Adobe announced its new experimental tool, Project Voco, at the latest MAX Conference in San Diego, California. It allows voice conversion, editing of speech and creating recordings easily. It even allows users to add words someone did not say into recordings.
Adobe Project Voco Latest News & Update: How Does It Work?
Project VoCo is the product formed from the collaboration of Adobe Research and Princeton University. According to Techcrunch, in Project VoCo, users just need about 20 minutes of voice samples from a speaker. The audio application analyzes the given speech and understands the makeup of the speaker's voice. It breaks the sound down into phonemes and transcribes it. Users can now utilize the created voice models to create an all-new recording.
Editing the speech is also possible through the voice models created by Project VoCo. When the fake recording is compared to the actual recording, people will have a hard time distinguishing which is true.
Project VoCo that is based on voice conversion is not based on the technology for traditional speech synthesis. Hence, there is no need for manual intervention. Users do not need to set timestamps and other things just like the traditional one. They can correct auto-generated transcript for improved synthesis and let algorithms help in the process.

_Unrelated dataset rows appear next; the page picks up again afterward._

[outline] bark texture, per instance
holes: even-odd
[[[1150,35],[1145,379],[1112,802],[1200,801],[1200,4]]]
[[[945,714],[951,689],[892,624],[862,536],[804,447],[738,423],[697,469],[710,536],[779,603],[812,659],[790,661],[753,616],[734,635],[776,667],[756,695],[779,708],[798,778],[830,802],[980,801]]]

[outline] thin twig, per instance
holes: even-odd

According to The Verge, Adobe developer Zeyu Jin says that the Project VoCo acts like a Photoshop for audio. It has the ability to add words or sentences that someone did not say or not originally found in the audio file. It can even be used to generate words using the given voice record of the speaker.
Adobe Latest News & Update: Benefits Of Project VoCo
Project VoCo benefits users as it can add lacking words or replace mistaken words in someone's speech. This can be used to polish clips and clean up voice recordings and podcasts. Adobe also announced two new projects for editing. It includes Project Quick Layout for editing print layouts easily and Project Clover for VR editing.